この記事をまとめると
■最近のクルマでは左右のテールレンズが繋がった一文字テールが人気だ
■かつて販売されていたクルマにも多くの採用例があった
■人気だったのか継続して採用されるケースも多かった
一文字テールが流行ったのは今に始まった話ではない
近年のクルマでは灯火類のLED化によってデザインの自由度が高まり、さまざまな形状のヘッドライトやテールランプのデザインが生まれている。なかでも流行といっても過言ではないのが、左右のテールランプを繋いだ一文字テールで、国内外の多くの車種が採用する形状となっているのだ。
ホンダ・シビックのリヤ画像はこちら
ただこの一文字テール、今でこそ極細のものが主流だが、過去にも太さや点灯方法こそ異なるものの採用例は少なくないのである。
トヨタ・チェイサー/クレスタ(80系)
ハイソカーブームをけん引したマークII3兄弟はメカニズムこそ共通ながら、販売チャンネル毎に異なるデザインが与えられていたことは知られている。
トヨタ・マークII(GX81型)画像はこちら
そのなかでもとくに高い人気を誇った80系は、マークIIのみテールランプの間にナンバーが収まるデザインで、チェイサーとクレスタはテールライトの間にガーニッシュが与えられ、ナンバーはバンパー部に備わるデザインとなっていた。
このデザインが好評だったのか、次期モデルの90系は3兄弟すべてが一文字テールとなっているのも面白いところだ。
トヨタ・チェイサー(JZX90)画像はこちら
日産 180SX
S13系シルビアの兄弟車として高い人気を誇る180SXは、シルビアがS14系となったあとでも継続販売されていたことで長いモデルライフをもつ車種だ。
日産 180SX画像はこちら
そんな180SXは、中期型まで左右テールライトを繋ぐ中央部分にテールライトと同じカラーのガーニッシュが与えられており、左右のテールライトが繋がる意匠となっていた。
日産 180SX画像はこちら
ただ、後期型の時代ではやや古臭さを感じるようになったのか、中央のガーニッシュはカラードとなり、テールライトの形状もスカイラインを彷彿とさせる丸型4灯となり、リヤの印象が大きく変わっている。
ホンダ CR-X(初代&2代目)
シビックをベースとしながらも、より短いホイールベースとリヤのオーバーハングを切り落としたデザインで人気を集めたCR-X。

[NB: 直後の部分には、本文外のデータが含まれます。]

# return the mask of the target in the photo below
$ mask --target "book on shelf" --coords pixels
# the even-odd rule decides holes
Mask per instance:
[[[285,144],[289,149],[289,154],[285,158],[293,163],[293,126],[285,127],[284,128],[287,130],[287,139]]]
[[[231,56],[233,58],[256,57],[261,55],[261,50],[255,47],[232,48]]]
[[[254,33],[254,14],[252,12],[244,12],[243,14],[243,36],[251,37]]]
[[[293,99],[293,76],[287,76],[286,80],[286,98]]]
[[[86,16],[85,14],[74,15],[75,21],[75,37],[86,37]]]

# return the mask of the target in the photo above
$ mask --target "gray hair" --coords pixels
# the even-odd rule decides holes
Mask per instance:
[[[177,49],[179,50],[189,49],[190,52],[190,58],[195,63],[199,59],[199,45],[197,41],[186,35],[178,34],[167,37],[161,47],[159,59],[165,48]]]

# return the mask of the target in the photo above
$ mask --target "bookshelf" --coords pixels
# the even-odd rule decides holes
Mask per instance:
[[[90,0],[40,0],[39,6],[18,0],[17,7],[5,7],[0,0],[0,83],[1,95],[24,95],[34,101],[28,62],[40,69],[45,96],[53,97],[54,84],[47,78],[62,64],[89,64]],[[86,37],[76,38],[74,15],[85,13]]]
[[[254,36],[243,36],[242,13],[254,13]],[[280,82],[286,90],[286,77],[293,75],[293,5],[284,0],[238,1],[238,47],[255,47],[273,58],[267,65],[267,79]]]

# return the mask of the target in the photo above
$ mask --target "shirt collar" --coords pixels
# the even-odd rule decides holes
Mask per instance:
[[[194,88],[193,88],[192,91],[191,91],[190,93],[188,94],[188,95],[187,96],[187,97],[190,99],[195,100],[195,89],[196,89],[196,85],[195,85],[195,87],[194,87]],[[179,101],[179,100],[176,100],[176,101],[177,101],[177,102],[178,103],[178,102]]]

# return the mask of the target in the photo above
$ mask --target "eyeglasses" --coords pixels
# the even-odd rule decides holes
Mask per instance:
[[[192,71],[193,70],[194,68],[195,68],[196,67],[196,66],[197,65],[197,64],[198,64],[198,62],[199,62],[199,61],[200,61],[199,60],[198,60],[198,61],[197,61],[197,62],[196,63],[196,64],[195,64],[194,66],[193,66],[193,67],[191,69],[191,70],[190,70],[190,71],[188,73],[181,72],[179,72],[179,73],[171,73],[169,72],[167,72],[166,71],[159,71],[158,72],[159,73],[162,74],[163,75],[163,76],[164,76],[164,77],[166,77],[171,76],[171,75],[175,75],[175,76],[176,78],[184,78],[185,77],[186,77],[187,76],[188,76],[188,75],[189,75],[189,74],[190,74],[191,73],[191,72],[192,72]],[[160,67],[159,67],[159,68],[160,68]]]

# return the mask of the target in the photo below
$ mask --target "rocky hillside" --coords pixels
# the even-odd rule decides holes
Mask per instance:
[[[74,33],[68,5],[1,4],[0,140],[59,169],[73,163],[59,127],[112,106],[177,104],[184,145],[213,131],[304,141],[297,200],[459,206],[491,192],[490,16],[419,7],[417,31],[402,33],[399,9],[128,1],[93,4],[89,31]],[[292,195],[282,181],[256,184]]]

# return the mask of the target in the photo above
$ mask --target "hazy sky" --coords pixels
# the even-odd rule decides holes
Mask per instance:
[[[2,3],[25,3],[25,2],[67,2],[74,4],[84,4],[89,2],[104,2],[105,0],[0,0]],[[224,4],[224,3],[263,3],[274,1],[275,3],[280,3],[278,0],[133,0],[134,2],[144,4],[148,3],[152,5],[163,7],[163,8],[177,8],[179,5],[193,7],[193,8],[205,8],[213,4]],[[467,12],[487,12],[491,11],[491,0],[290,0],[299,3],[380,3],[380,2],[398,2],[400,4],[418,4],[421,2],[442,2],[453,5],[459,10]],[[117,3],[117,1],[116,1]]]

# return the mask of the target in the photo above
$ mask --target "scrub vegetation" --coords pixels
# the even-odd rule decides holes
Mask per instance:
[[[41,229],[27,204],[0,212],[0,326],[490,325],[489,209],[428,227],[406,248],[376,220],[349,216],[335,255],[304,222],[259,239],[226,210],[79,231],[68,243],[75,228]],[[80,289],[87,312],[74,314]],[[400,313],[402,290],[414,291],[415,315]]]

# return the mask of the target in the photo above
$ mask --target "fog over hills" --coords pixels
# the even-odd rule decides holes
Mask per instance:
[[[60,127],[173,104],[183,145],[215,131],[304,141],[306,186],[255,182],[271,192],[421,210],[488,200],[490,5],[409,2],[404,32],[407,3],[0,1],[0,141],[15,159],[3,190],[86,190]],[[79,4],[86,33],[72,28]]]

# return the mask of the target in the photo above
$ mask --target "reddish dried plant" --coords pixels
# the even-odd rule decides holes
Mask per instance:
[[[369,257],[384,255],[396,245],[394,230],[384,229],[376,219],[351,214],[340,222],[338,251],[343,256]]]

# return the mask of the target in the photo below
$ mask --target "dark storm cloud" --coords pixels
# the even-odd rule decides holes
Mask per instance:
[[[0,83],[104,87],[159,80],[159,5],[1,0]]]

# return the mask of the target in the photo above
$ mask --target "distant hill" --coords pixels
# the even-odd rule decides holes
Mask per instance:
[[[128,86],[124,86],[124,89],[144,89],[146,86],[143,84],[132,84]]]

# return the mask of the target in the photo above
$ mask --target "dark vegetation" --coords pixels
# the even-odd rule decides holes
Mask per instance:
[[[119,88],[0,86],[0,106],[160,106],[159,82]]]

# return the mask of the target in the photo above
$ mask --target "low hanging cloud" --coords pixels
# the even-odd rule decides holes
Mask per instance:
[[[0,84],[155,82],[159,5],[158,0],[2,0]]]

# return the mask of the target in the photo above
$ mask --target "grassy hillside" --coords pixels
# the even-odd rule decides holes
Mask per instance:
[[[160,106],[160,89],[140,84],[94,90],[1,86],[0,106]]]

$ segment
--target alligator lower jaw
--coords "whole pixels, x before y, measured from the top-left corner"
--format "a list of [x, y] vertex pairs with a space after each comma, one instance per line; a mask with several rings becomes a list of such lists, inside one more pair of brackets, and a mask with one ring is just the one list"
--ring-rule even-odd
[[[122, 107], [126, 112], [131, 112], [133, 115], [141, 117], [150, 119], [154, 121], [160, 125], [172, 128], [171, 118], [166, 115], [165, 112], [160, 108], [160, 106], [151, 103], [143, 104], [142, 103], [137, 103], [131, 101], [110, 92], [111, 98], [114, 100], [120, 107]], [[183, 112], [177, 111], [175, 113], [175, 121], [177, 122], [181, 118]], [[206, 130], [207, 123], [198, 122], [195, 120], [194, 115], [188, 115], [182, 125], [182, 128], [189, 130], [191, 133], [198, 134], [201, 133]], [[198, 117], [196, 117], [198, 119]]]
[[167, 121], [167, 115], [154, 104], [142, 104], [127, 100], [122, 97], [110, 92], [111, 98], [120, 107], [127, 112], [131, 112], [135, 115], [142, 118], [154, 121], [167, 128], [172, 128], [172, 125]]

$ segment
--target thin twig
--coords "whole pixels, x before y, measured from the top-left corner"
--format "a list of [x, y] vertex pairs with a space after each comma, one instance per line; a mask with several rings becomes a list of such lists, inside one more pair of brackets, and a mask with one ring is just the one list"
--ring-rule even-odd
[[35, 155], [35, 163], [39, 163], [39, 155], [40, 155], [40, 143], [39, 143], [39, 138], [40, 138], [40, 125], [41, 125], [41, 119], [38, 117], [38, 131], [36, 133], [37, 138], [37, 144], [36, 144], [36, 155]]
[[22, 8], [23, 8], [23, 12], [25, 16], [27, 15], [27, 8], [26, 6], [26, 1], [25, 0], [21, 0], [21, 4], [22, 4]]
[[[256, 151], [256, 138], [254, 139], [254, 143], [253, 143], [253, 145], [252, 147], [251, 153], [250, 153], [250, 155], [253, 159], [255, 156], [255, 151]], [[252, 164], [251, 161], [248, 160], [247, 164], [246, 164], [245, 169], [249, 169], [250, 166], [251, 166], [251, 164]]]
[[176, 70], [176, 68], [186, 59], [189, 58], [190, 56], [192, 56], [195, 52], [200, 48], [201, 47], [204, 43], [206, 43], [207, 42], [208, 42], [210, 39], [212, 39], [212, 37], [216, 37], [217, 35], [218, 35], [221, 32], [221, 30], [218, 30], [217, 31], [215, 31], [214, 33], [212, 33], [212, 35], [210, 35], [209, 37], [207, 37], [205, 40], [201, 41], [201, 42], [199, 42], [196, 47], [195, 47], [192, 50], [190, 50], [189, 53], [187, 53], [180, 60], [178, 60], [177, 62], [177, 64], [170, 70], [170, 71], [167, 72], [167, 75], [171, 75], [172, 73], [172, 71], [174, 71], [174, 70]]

初代も左右のテールを繋ぐガーニッシュが備わって一文字テール風のデザインとなっていた。
ホンダ CR-X(初代)画像はこちら
そして1987年に登場した2代目モデルでは、初代と共通するデザインとしながらも、ガーニッシュをテールライトと近しいレッドカラーになったことで、より一文字テール感が増すとともに、コンパクトなボディながらワイド感を演出するものとなっていたのだった。
ホンダ CR-X(2代目)画像はこちら
トヨタ・カリーナED
4ドアハードトップブームの立役者であるカリーナEDは、1985年に登場した初代モデルから1998年に終売した3代目モデルまで、一貫して一文字テールを採用していた。
トヨタ・カリーナED(初代)画像はこちら
またフロントマスクも3代目モデルは別体のグリルとなるものの、2代目モデルまではテールと同じくグリルを含めた一文字スタイルとなっており、もともとワイド&ローな同車のスタイルをより強調する要素となっていたことは間違いないだろう。